Tetsuji Miwa


Tetsuji Miwa is a Japanese mathematician, specializing in mathematical physics.
Miwa received his undergraduate degree in 1971 and his master's degree in 1973 from the University of Tokyo. He studied microlocal analysis and hyperfunctions in the early 1970s under the influence of Mikio Satō and Masaki Kashiwara. In 1973 Miwa moved to RIMS at Kyoto University and joined the mathematicians of the Satō school. He received his PhD in 1981 from Kyoto University. There he was a research assistant from 1973 to 1984, an associate professor from 1984 to 1993, and a full professor from 1993, retiring as professor emeritus in 2013. He held a joint appointment as a professor at RIMS.
With Michio Satō and Michio Jimbō he discovered in the 1970s a connection with monodromic-derived deformations of linear differential equations and correlation functions in the Ising model. With Jimbō he then examined general isomonodromic deformations of linear differential equations.
Miwa studied, with Jimbō and Etsuro Date, the role of affine Lie algebras in soliton equations and, with Jimbō, the role of quantum groups in exactly solvable grid models of statistical mechanics.

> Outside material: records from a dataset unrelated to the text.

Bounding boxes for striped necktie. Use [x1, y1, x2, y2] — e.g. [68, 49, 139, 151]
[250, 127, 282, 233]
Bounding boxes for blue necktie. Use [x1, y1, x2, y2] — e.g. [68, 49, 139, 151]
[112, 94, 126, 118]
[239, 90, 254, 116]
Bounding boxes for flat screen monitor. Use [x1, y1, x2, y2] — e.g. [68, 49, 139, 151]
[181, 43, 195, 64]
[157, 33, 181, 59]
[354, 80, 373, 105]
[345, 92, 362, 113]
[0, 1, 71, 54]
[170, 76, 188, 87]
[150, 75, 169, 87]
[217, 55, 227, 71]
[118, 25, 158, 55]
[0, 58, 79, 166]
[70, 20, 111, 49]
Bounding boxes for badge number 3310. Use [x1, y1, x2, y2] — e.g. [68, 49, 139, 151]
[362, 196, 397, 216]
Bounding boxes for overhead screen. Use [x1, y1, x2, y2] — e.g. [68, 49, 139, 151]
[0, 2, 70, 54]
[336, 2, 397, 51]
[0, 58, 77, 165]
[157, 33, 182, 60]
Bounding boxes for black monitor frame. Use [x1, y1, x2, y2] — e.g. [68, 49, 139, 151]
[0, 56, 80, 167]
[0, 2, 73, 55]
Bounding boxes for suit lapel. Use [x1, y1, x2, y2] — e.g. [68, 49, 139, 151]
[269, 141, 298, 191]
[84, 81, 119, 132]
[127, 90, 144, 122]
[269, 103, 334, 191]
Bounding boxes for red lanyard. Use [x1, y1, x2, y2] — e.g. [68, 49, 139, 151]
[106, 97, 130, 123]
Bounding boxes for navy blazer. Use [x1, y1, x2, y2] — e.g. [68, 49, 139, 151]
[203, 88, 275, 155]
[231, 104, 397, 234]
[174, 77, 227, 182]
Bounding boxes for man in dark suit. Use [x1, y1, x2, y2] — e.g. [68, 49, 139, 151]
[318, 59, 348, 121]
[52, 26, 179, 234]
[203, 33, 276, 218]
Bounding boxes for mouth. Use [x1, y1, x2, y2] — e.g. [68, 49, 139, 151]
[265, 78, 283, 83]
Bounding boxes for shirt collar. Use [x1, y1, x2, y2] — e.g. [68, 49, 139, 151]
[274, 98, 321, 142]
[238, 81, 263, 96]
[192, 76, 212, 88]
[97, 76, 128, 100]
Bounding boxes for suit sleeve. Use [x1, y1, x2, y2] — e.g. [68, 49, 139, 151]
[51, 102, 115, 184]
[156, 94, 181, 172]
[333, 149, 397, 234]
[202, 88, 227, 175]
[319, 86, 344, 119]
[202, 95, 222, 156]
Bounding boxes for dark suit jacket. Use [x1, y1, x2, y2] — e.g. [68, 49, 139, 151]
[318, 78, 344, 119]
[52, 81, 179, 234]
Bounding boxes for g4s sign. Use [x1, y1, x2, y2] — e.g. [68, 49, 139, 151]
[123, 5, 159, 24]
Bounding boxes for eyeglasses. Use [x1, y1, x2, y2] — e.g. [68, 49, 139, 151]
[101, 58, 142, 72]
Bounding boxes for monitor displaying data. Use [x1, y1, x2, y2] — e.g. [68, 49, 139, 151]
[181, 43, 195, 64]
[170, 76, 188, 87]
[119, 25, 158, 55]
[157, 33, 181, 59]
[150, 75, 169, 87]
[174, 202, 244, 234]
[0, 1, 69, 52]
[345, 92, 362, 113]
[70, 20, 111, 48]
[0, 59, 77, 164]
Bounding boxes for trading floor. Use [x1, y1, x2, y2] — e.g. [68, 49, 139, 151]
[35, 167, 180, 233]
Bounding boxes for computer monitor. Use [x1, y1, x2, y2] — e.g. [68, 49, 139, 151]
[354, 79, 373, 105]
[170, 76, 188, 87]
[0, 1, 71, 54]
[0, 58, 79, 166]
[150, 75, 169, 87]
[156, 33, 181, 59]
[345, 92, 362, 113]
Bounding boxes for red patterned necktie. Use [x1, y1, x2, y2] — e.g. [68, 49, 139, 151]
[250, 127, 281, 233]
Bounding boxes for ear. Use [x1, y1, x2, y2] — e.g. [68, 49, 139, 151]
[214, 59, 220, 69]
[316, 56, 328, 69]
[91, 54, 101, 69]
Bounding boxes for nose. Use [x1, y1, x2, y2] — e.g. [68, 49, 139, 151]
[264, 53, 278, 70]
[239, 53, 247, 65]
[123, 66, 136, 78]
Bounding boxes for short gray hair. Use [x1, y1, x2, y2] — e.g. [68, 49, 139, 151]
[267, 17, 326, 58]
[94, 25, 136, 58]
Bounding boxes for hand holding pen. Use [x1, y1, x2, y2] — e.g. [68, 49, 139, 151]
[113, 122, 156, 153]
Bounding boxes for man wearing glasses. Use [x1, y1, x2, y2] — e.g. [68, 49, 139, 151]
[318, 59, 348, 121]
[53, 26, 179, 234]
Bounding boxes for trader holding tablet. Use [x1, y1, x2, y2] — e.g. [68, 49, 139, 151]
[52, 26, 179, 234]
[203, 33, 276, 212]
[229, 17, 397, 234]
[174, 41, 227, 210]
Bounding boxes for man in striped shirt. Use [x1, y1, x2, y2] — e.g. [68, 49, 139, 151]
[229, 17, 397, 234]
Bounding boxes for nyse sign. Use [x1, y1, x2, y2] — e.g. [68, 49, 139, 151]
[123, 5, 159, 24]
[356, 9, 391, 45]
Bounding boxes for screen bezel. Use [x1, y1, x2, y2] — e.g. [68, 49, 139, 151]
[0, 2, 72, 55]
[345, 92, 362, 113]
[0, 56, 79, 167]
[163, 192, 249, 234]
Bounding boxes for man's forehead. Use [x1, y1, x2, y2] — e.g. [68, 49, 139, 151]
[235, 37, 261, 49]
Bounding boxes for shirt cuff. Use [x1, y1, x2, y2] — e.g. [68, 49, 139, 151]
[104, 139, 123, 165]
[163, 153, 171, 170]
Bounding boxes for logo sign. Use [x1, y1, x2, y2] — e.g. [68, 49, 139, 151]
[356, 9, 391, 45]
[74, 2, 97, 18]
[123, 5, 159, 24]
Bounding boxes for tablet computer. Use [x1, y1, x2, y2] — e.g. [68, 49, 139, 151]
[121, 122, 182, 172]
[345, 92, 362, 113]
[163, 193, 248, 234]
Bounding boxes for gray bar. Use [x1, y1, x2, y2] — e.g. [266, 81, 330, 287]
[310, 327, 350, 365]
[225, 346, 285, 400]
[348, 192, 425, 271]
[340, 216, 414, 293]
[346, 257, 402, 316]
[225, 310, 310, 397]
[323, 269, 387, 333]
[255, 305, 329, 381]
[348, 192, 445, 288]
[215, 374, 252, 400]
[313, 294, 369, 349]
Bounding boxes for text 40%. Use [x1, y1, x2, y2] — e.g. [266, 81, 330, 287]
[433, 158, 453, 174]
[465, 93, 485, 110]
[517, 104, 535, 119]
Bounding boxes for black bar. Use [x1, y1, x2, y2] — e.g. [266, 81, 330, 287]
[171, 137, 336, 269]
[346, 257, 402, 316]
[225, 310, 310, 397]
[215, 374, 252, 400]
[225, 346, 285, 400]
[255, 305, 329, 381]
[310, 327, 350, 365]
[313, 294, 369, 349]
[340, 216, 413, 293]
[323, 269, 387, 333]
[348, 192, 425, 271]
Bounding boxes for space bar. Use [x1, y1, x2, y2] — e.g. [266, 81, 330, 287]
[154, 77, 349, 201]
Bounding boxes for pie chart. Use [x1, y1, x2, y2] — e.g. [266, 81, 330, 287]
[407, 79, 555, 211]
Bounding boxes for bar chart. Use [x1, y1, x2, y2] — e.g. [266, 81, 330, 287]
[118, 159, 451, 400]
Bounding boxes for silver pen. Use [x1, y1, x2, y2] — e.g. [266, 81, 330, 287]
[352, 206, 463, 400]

Miwa and Michio Jimbō were jointly awarded in 1987 the autumn prize of the Mathematical Society of Japan and in 1999 the Asahi Prize.
In 1986 he was an Invited Speaker with talk Integrable lattice models and branching coefficients at the International Congress of Mathematicians in Berkeley. In 1998 he gave a plenary lecture Solvable Lattice Models and Representation Theory of Quantum Affine Algebras at the ICM in Berlin.
In 2013 Miwa was awarded, jointly with Michio Jimbō, the Dannie Heineman Prize for Mathematical Physics for "profound developments in integrable systems and their correlation functions in statistical mechanics and quantum field theory, making use of quantum groups, algebraic analysis and deformation theory."